REPUBLIKA.CO.ID, JAKARTA -- Capres Prabowo Subianto resmi mengajukan sengketa hasil Pilpres ke Mahkamah Konstitusi pada Jumat (24/5) malam. Dalam permohonan yang diajukan, terdapat sejumlah poin utama yang dijadikan argumentasi kubu Prabowo untuk membuktikan kecurangan pemilu yang terstruktur, sistematis dan masif.
Berdasarkan lampiran alat bukti Permohonan Perselisihan Hasil Pemilihan Umum Presiden dan Wakil Presiden yang diterima Republika.id, yang diperkarakan yakni netralitas aparatur negara, penyalahgunaan anggaran belanja negara dan program pemerintah, penyalahgunaan birokrasi dan BUMN, pembatasan kebebasan media dan pers, serta diskriminasi perlakuan dan penegakkan hukum.

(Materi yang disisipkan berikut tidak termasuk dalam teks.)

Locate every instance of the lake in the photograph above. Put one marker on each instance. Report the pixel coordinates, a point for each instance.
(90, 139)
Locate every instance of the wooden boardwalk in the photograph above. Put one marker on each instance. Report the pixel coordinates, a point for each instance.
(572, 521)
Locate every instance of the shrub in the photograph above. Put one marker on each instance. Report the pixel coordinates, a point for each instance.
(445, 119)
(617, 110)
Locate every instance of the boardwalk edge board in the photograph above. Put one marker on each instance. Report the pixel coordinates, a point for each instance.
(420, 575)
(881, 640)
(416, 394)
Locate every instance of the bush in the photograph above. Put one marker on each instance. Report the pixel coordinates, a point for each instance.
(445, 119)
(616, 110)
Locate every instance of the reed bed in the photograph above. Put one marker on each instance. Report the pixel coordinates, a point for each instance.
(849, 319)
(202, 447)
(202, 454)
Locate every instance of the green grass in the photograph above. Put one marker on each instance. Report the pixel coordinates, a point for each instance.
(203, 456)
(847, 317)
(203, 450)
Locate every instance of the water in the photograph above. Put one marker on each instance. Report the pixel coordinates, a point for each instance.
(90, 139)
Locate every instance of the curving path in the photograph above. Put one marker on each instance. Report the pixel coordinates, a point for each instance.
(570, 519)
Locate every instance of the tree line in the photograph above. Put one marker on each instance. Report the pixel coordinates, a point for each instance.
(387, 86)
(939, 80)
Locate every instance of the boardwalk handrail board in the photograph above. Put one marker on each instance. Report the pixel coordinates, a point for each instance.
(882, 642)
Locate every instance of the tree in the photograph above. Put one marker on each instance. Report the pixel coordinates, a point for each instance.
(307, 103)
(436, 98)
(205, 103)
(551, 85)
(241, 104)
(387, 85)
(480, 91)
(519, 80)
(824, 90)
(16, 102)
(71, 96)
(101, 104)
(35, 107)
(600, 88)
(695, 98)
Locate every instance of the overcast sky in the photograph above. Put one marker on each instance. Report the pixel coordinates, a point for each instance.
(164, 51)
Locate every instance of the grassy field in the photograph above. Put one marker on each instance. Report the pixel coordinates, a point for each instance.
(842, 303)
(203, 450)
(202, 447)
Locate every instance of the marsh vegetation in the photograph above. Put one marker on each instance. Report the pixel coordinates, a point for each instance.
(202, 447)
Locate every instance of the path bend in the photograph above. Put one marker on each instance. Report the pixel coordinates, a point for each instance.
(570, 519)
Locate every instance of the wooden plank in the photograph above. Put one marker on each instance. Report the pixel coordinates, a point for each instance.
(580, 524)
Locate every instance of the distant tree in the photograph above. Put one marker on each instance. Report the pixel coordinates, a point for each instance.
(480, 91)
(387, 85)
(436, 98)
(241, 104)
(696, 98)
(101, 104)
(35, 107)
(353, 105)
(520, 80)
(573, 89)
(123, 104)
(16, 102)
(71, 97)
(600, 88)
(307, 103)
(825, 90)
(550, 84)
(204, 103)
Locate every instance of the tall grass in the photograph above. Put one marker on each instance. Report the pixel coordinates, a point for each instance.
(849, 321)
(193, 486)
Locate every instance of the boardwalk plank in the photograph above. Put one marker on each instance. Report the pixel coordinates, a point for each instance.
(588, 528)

Tim Hukum Prabowo menyertakan poin-poin itu dilengkapi keterangan yang mengutip media-media massa. Tim hukum memasukkan puluhan bukti yang menurut Bambang masih bisa bertambah lagi. "Ada kombinasi antara dokumen dan saksi," kata Bambang Widjojanto selaku ketua tim kuasa hukum.
Terkait netralitas aparat, Badan Pemenangan Nasional (BPN) Prabowo-Sandiaga mengambil contoh pernyataan eks Kapolsek Pasirwangi, Garut yang mengaku diinstruksikan memenangkan Jokowi-Ma'ryf. Selain itu, BPN juga menyoal kasus dugaan polisi menjadi buzzer melalui jejaring alumni Sambhar.

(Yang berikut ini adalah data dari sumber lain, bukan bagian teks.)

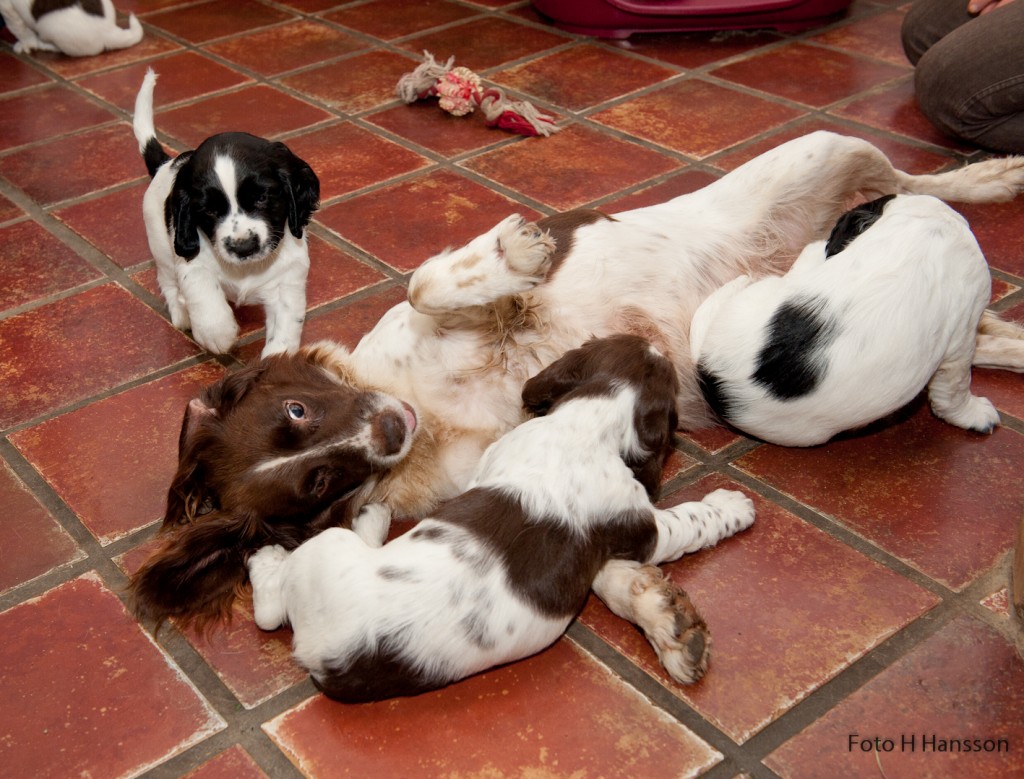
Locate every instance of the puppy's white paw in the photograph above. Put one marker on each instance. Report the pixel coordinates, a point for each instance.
(525, 248)
(735, 509)
(372, 523)
(672, 624)
(217, 336)
(977, 414)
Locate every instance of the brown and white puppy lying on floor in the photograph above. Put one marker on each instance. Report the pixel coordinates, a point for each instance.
(267, 456)
(558, 505)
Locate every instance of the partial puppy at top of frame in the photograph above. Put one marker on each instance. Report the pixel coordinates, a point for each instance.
(227, 222)
(557, 506)
(862, 322)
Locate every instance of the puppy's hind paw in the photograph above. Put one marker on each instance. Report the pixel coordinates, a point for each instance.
(672, 624)
(525, 248)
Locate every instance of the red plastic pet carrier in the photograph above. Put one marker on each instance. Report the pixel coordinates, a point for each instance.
(620, 18)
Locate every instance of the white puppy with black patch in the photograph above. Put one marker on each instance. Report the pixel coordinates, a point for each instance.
(558, 505)
(854, 331)
(76, 28)
(226, 222)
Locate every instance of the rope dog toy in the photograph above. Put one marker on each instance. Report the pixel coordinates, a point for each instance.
(461, 91)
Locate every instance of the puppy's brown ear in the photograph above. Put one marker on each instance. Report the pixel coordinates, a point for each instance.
(195, 575)
(303, 192)
(654, 419)
(553, 383)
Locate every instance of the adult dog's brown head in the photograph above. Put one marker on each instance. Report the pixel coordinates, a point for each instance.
(599, 366)
(272, 453)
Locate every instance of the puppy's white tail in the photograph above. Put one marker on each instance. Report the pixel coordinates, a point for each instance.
(119, 38)
(986, 181)
(145, 132)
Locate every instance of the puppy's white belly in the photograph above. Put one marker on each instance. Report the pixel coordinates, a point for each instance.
(452, 613)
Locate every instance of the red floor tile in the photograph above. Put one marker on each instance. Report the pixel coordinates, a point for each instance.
(285, 48)
(115, 477)
(697, 49)
(205, 22)
(78, 346)
(962, 683)
(903, 156)
(895, 109)
(809, 75)
(483, 43)
(347, 158)
(395, 18)
(36, 264)
(257, 110)
(562, 711)
(100, 701)
(348, 323)
(230, 764)
(877, 36)
(255, 665)
(15, 74)
(29, 527)
(113, 223)
(356, 84)
(998, 227)
(406, 223)
(945, 511)
(787, 608)
(75, 165)
(582, 77)
(180, 77)
(666, 117)
(23, 122)
(581, 166)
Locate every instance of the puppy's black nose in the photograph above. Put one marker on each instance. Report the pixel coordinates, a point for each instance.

Kemudian, BPN juga menyoal netralitas ASN. Dalam hal ini, BPN melampirkan bukti-bukti dukungan kepala daerah, hingga menteri atas capres Joko Widodo. BPN juga menyoal bagaimana para ASN diinstruksikan mengampanyekan Jokowi melalui sosialisasi program.
Penggunaan anggaran belanja pemerintah dan non pemerintah juga disoal oleh BPN. Pelanggaran ini ditinjolkan dalam hal misalnya pembangunan infrastruktur, peningkatan gaji pegawai di masa tahapan penetapan calon.
Lalu, BPN juga menyinggung soal kebebasan pers. BPN menuding tidak diliputnya acara Reuni 212 oleh media arus utama lantaran adanya tekanan oleh Jokowi sebagai pemerintah sekaligus capres pejawat. BPN juga menyoal pembatasan tayangan ILC, hingga pemblokiran situs Jurdil2019.org.
Semua bukti-bukti BPN itu dilampirkan dan berjumlah sebanyak 54 (P-54). Untuk mendukung tudingan BPN itu, kisruh DPT dan sistem hitung KPU juga disertakan dalam argumentasi BPN.
"Kami mencoba mendorong MK buka sekadar Mahkamah Kalkulator yang numerik, tapi memeriksa betapa kecurangan itu begitu dahsyat," kata Bambang Widjojanto.